Guest Column

In Superintendent Evaluations, How Much Sunshine Is Enough?

by V. Wayne Young

Most superintendents have a keen appreciation of the fishbowl aspect of their public positions even before they assume the duties. If not, they develop an awareness of it rapidly and sometimes painfully.

But a recent ruling by the Kentucky attorney general has taken the concept of public scrutiny of local superintendents in our state to an extreme that makes even the most battle-scarred superintendent shudder.

The nearly universal practice of local school boards in Kentucky, when evaluating the superintendent, has been to conduct one or more executive (closed) sessions of the board. In closed session, the board of education typically holds informal discussions about the superintendent’s job performance and formulates his or her final evaluation. Once the evaluation is finished and adopted by the board in an open session, it is, by law, a public document. It often appears on the front page of the local newspaper, particularly in smaller districts.

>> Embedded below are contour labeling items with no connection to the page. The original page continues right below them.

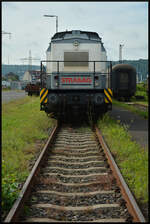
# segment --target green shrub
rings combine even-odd
[[[115,156],[129,188],[140,202],[148,202],[148,149],[131,140],[127,126],[105,114],[98,126]]]

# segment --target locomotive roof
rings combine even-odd
[[[95,39],[97,41],[100,41],[101,38],[96,32],[89,32],[89,31],[81,31],[81,30],[72,30],[72,31],[65,31],[65,32],[58,32],[55,33],[52,37],[52,40],[56,39],[70,39],[74,37],[84,38],[84,39]]]

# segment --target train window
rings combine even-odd
[[[88,66],[88,60],[88,52],[64,52],[64,66]]]

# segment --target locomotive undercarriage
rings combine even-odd
[[[111,110],[112,104],[106,104],[103,91],[49,91],[48,102],[42,106],[47,114],[54,118],[92,116],[97,119],[99,115]]]

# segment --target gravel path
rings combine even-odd
[[[120,201],[122,195],[93,132],[63,128],[26,204],[28,214],[20,220],[125,222],[129,214]]]

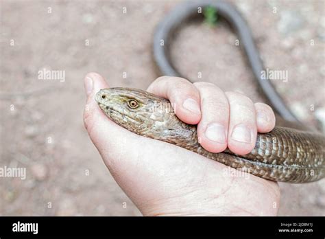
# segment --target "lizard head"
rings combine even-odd
[[[174,115],[167,100],[136,89],[103,89],[95,100],[110,119],[141,135],[158,133]]]

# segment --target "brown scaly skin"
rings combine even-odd
[[[248,155],[239,156],[228,150],[212,153],[199,144],[196,126],[180,121],[166,99],[128,88],[101,89],[95,99],[108,117],[133,133],[176,144],[255,176],[298,183],[325,177],[325,139],[317,133],[277,126],[270,133],[258,134],[255,148]]]

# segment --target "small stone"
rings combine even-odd
[[[73,201],[71,198],[64,198],[60,203],[56,214],[56,216],[75,216],[77,214],[77,209]]]
[[[36,163],[31,168],[32,173],[38,181],[43,181],[47,177],[47,168],[42,163]]]
[[[30,138],[32,138],[36,136],[38,133],[38,129],[35,126],[27,126],[25,128],[25,133],[26,136]]]
[[[92,23],[94,21],[94,18],[93,14],[86,14],[82,16],[82,21],[84,23]]]
[[[280,13],[280,21],[278,23],[278,30],[283,34],[288,34],[300,29],[304,22],[302,16],[299,12],[283,11]]]

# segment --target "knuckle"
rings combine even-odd
[[[199,88],[212,88],[212,87],[217,87],[217,86],[215,84],[210,83],[210,82],[206,82],[205,81],[198,81],[196,82],[194,82],[193,84]]]

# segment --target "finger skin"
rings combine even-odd
[[[197,124],[200,122],[200,94],[187,80],[162,76],[154,81],[147,91],[169,99],[180,120],[190,124]]]
[[[94,100],[108,87],[105,80],[95,73],[85,81],[88,78],[93,89],[85,127],[114,179],[144,215],[276,215],[277,183],[250,174],[235,177],[223,164],[118,126]]]
[[[247,96],[237,92],[226,92],[230,109],[228,146],[238,155],[252,150],[257,136],[255,107]]]
[[[199,142],[206,150],[219,152],[227,148],[229,104],[227,97],[216,85],[195,82],[200,95],[202,118],[197,125]]]
[[[255,103],[257,131],[268,133],[276,126],[276,116],[272,109],[264,103]]]

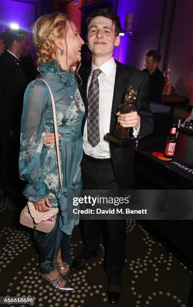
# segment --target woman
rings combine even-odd
[[[54,229],[35,232],[44,279],[60,291],[72,290],[68,282],[70,235],[75,221],[65,216],[66,192],[81,188],[81,124],[84,108],[71,68],[81,59],[83,41],[68,17],[56,13],[40,17],[33,30],[38,70],[53,93],[56,106],[63,185],[60,193],[55,146],[43,145],[45,132],[54,132],[52,107],[47,86],[41,80],[28,85],[24,96],[20,153],[21,178],[28,184],[23,193],[37,210],[59,206],[60,213]],[[64,262],[65,261],[65,262]],[[61,274],[63,274],[62,276]]]

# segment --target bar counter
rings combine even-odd
[[[192,189],[192,131],[179,129],[174,157],[170,161],[164,161],[152,155],[155,151],[163,152],[169,130],[168,127],[162,130],[139,141],[135,151],[135,189]],[[181,201],[182,207],[183,200]],[[189,202],[192,204],[192,200]],[[192,220],[138,222],[192,270]]]

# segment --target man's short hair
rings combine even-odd
[[[158,50],[150,50],[147,53],[146,57],[152,57],[153,62],[159,63],[161,61],[161,55]]]
[[[87,18],[86,21],[86,26],[88,26],[93,18],[98,16],[103,16],[111,19],[115,25],[115,35],[116,36],[119,36],[121,29],[119,17],[112,9],[109,8],[100,9],[94,11],[92,14]]]
[[[23,35],[28,35],[28,32],[22,29],[12,29],[7,28],[2,33],[4,43],[6,48],[9,48],[13,46],[14,41],[17,41],[19,43],[21,43],[23,41]]]

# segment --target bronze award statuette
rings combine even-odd
[[[131,85],[130,85],[125,95],[123,100],[124,103],[121,104],[119,107],[119,111],[121,114],[136,111],[134,102],[136,100],[137,94],[138,91],[133,89]],[[113,133],[107,133],[105,138],[118,145],[126,145],[133,137],[131,136],[130,127],[122,127],[119,122],[117,122]]]

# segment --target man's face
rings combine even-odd
[[[156,62],[153,61],[152,57],[146,57],[145,58],[145,67],[148,70],[149,72],[153,72],[157,68],[158,63]]]
[[[110,59],[115,46],[119,46],[120,36],[116,36],[115,25],[109,18],[98,16],[88,25],[87,43],[92,54]]]
[[[28,35],[23,34],[23,40],[19,43],[18,53],[20,57],[27,57],[30,51],[30,41]]]

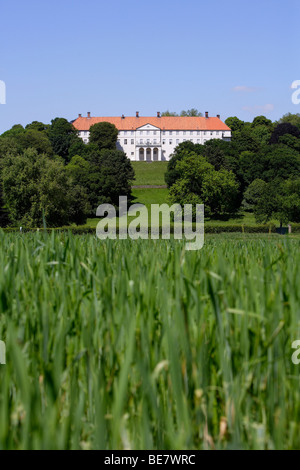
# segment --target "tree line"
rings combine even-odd
[[[0,136],[0,225],[50,227],[85,224],[99,204],[130,199],[134,171],[116,150],[118,130],[91,127],[84,144],[64,118],[50,125],[15,125]]]
[[[300,222],[300,114],[278,122],[257,116],[229,117],[226,142],[183,142],[165,175],[170,203],[204,203],[207,217],[229,218],[241,210],[256,221]]]

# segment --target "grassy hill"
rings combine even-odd
[[[165,185],[168,162],[131,162],[135,171],[134,186]]]

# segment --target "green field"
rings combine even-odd
[[[0,449],[300,447],[299,238],[0,238]]]
[[[168,162],[131,162],[135,171],[134,185],[165,185]]]

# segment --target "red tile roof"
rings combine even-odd
[[[200,131],[230,131],[230,128],[217,117],[78,117],[73,121],[73,126],[79,131],[88,131],[93,124],[98,122],[110,122],[120,130],[136,130],[146,124],[158,127],[162,130],[200,130]]]

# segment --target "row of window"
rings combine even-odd
[[[129,139],[124,139],[123,144],[124,144],[124,145],[129,145],[128,140],[129,140]],[[181,142],[186,142],[187,140],[193,142],[194,144],[200,144],[200,143],[201,143],[201,142],[200,142],[200,139],[176,139],[176,145],[180,144]],[[204,143],[204,142],[206,142],[206,140],[203,140],[203,143]],[[140,140],[139,140],[139,143],[140,143],[140,144],[154,144],[154,145],[155,145],[155,144],[157,144],[157,141],[156,141],[156,139],[154,139],[153,142],[150,142],[150,140],[146,140],[146,141],[144,142],[143,139],[140,139]],[[168,143],[169,145],[173,145],[173,139],[168,139],[168,140],[162,139],[162,144],[163,144],[163,145],[166,145],[167,143]],[[120,140],[118,140],[118,144],[121,144],[121,141],[120,141]],[[130,144],[131,144],[131,145],[134,145],[134,139],[130,139]]]
[[[146,131],[136,131],[136,132],[137,132],[137,135],[157,135],[157,131],[146,130]],[[204,135],[219,135],[220,134],[220,131],[162,131],[162,134],[163,135],[180,135],[181,132],[183,135],[201,135],[201,132],[203,132]],[[134,135],[134,131],[120,131],[120,135]]]

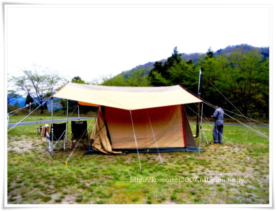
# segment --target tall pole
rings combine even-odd
[[[203,68],[201,68],[199,69],[199,80],[198,81],[198,98],[200,98],[201,89],[201,78],[202,77],[202,71]],[[197,103],[197,116],[196,121],[196,133],[195,135],[194,135],[194,137],[196,138],[198,137],[199,134],[199,116],[200,115],[200,102],[198,102]]]

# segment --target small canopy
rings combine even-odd
[[[179,85],[161,87],[108,86],[69,82],[53,95],[83,106],[104,106],[127,110],[202,101]]]

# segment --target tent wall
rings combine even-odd
[[[139,149],[157,147],[152,127],[159,148],[196,147],[183,105],[136,110],[131,115]],[[105,153],[135,149],[129,111],[100,106],[90,138],[93,147]]]

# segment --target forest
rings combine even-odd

Last October, Kentucky Attorney General Jack Conway issued an opinion regarding the evaluation of superintendents. In that opinion, which has the force of law, the attorney general ruled the entire process of evaluating the superintendent must be conducted in an open session of the board of education. Other public entities with boards and appointed chief executives (such as public universities) would be bound by the opinion as well.

Reasonable Privacy
Superintendents and school boards immediately began expressing concern with the ruling, calling it both unreasonable and impractical. The local school board in Spencer County that was the object of the opinion has filed litigation challenging it, and that board is being supported by both the state school boards association and the administrators association.

At issue in the opinion and the litigation is a portion of Kentucky’s Open Meetings Law that allows school boards and other public bodies to enter into a closed session for the purpose of conducting discussions that “might lead to the appointment, discipline or dismissal of an individual employee.” For many years, boards, superintendents and attorneys specializing in school law have consistently operated under the belief the preliminary elements of the superintendent’s evaluation — those discussions and drafts that precede the issuance of the final, public document — could legitimately be conducted in a closed session of the board.

The reasons for conducting these preliminary proceedings in private are both rational and numerous. These discussions often could reference the superintendent’s handling of matters involving other staff members or even students, all of whom have a right to confidentiality. Board members may want to discuss rumors circulating in the community that are unsubstantiated, but need to be addressed.

And, as many superintendents know too well, anytime the board discusses the superintendent’s performance, it “might lead to … discipline or dismissal.” An individual board member may have developed a desire to remove the superintendent. Upon sharing that desire with other board members, the resulting discussions have the potential to intensify or mitigate that desire, to enlist allies or opposition. To require the board to discern an individual member’s desires before entering a closed session injects a mind-reading element into the statute that the legislature clearly did not intend.

Not only do these preliminary discussions logically fit under the exception allowing closed sessions, there are other practical considerations that support this interpretation as well. Superintendents are constantly subject to public scrutiny in their job performance. Board members routinely hold the superintendent accountable at regular public board meetings. At those same meetings, members of the community have the opportunity to express their opinions of the superintendent’s performance. Requiring informal, preliminary discussions regarding the formal evaluation to be held in public does nothing to enlighten the community about the job performance of the superintendent.

In fact, a strong argument can be made that holding these discussions in public will actually detract from a thorough and effective evaluation. Board members may be less likely to discuss delicate, confidential or controversial issues in a public setting, pulling their punches so to speak.

In school districts experiencing some unrelated but volatile situation, such public meetings could take on a circus-like atmosphere. While it would make for a wonderful sensationalized front- page news story, none of this would contribute to the true purpose of the superintendent’s evaluation or to the community’s ability to assess his or her performance.

Harmful Outcome
The simple fact is that the job perform-ance of a school superintendent is always a public matter. Citizens can assess it on a regular basis, in a variety of forums — board meetings, letters to the editor, e-mails to board members, etc. They can commend or criticize the final, public evaluation by the board. And, of course, they always have the ultimate opportunity to conduct their own evaluation of board members and the superintendent at the ballot box.

There is simply nothing to be gained by this impractical and inevitably harmful interpretation of statutory language that strips boards and superintendents of their ability to candidly discuss the superintendent’s performance in private, before sharing their final assessments with the public.